Theories and evidence for chemical biopoieses

Origin of Life and Early Life on Earth

Thematic Issue: Origin of Life and Early Life on Earth
1. Origin of Life on Earth: Prebiotic Synthesis
2. Continental Crust and Oceans on Ancient Earth.
3. On Carbon Monoxide in Comet Hale-Bopp.
4. On the Earliest Traces of Life on Earth.
5. On Earth's Earliest Fossils.
6. On the Evidence for Earth's Oldest Fossils.
7. On the Akilia Rocks and Earth's Earliest Life.
8. Early Earth: Carbonaceous Meteorites as a Source of Sugars
9. On the Origin of the Earth.
10. Life and the Evolution of Earth's Atmosphere.
11. On the RNA-World Hypothesis
12. Origin of Life: The Present Status of Chemical Theory

Evolutionary oscillation in prebiology: igneous activity and the origins of life. Entrez PubMed: "The processes of chemical evolution are responsible for the origin of life. Three such processes have special importance: oscillation, creation, and competition. An oscillation from one kind of environment to another provides a mechanism for instituting processes that can only take place under conditions far removed from equilibrium. Oscillating evolutionary processes are likely to have played an important part in the origin of life. It is a mistake to assume that life originated in any one environment. It did not arrive in a moment of time. It was the result of a long period of chemical evolution during which it passed through a variety of environments. Biopoesis took place in an environment in which a variety of different kinds of protolife were assembled and concentrated. One essential form of protolife involved in these processes is the protocell.
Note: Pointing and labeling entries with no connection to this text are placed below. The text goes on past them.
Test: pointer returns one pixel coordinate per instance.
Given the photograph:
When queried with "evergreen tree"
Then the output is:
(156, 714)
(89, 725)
The experiments of Fox suggest that the creation of protocells involves violent oscillations of temperature and hydration. Igneous activity is especially characterised by oscillating conditions. Volcanic eruptions consist of violent changes from one extreme condition to another. Temperatures, pressure, phase, concentration and hydration all oscillate violently, and are subject to shock pulses of many kinds. Protolife may well have passed through extremes of environment for wider that those that life itself can sustain. The most probable environment for the assembly of the various forms of protolife would be on mudbanks forming either at the mouth of streams draining regions of active vulcanicity, or round the edge of hot volclanic pools. In this situation one could fins concentrated not only the various stands of protolife necessary for the final act of biopoesis, but also perbiologically formed nutrients necessary as for the first eobionts. As soon as the first protocells start to grow, they start to compete with each other, and so initiate a new additional evolutionary process, that of natural selection. Only after such competition has been initiated is life itself likely to be established."
Sylvester-Bradley PC. Evolutionary oscillation in prebiology: igneous activity and the origins of life. Orig Life. 1976 Jan;7(1):9-18.

Impact frustration of the origin of life. : "One possible definition for the origin of life on Earth is the time at which the interval between devastating environmental insults by impact exceeded the timescale for establishing self-replicating proto-organisms. A quantitative relationship for the Hadean (pre-3,800 Myr ago) and Early Archean (3,800 to 3,400 Myr) impact flux can be derived from the lunar and terrestrial impact records. Also, the effects of impact-related processes on the various environments proposed for abiogenesis (the development of life through chemical evolution from inorganic materials) can be estimated. Using a range of plausible values for the timescale for abiogenesis, the interval in time when life might first have bootstrapped itself into existence can be found for each environment. We find that if the deep marine hydrothermal setting provided a suitable site, abiogenesis could have happened as early as 4,000 to 4,200 Myr ago, whereas at the surface of the Earth abiogenesis could have occurred between 3,700 and 4,000 Myr."
Maher KA, Stevenson DJ.Impact frustration of the origin of life.Nature. 1988 Feb 18;331(6157):612-4.